The following steps:
a) mixing deionized water, dimethyl sulfate, dimethylformamide and cyanocobalamin;
b) heating to 30 ° C. and replacing the air atmosphere with nitrogen;
c) preparing a mixture of sodium borohydride, 2N sodium hydroxide and deionized water;
d) adding the mixture of step c) over 30 minutes to the suspension of cyanocobalamin of step a) at a temperature below 40 ° C. and holding at 40 ° C. for 1.5-3 hours;
e) cooling to 10 ° C. and holding at this temperature for 60 minutes,
f) Filtering, washing with acetone, drying in vacuum at 40 ° C. to a moisture content of less than 13%, and g) a purification process comprising methylcobalamin.   Process according to claim 1, characterized in that step a) comprises a mixture of deionized water, dimethyl sulfate, dimethylformamide and cyanocobalamin.   The process according to claim 1, characterized in that the yield is 78-82% methylcobalamin.   The process according to claim 1, characterized in that the purification process of step g) is carried out by slurrying. The following steps:
a) adding the resulting crude methylcobalamin to deionized water;
b) stirring for 60 minutes at ambient temperature;
c) filtering and washing with acetone;
d) adding a 4: 1 mixture of acetone / deionized water to slurried methylcobalamin and stirring for 60 minutes at ambient temperature;
5. Process according to claim 4, characterized in that it comprises the steps of e) filtering, washing with acetone and drying in vacuum at 40 [deg.] C. to a moisture content of less than 13%.   5. Procedure according to claim 4, characterized in that the overall yield of methylcobalamin is 75-78% p / p relative to the starting cyanocobalamin.   Process according to claim 4, characterized in that the purification process of step g) is carried out by adsorption onto a resin. The following steps:
a) suspending crude methylcobalamin in deionized water and adjusting to pH 2.3-2.6 with 9% HCl;
b) preparing a column containing 100 mL of adsorbent resin previously activated with methanol and washed with deionized water;
c) adding methylcobalamin dissolved in water at a flow rate of 7 mL / min;
d) When finished, wash with deionized water using silver nitrate reagent until evidence of the absence of chloride is obtained;
e) preparing three methanol / water 9: 1 mixtures in advance and a fourth methanol / water 1: 1,
f) When the washing with water in step d) is completed, a methanol / water mixture is added at a flow rate of 10 mL / min, and the fraction that comes out is collected.

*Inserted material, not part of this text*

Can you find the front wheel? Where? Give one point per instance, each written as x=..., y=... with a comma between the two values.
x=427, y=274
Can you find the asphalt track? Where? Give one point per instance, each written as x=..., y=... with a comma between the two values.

g) concentrating in vacuo at a temperature of 45-50 ° C.
h) adding acetone within 30 minutes;
i) stirring at ambient temperature for 4.0 hours, filtering the product in vacuo, washing with acetone and drying in vacuo at 40 ° C. for 6 hours until less than 13% moisture. The process of claim 7.   8. Procedure according to claim 7, characterized in that the overall yield of methylcobalamin is 88-92% p / p relative to the starting cyanocobalamin.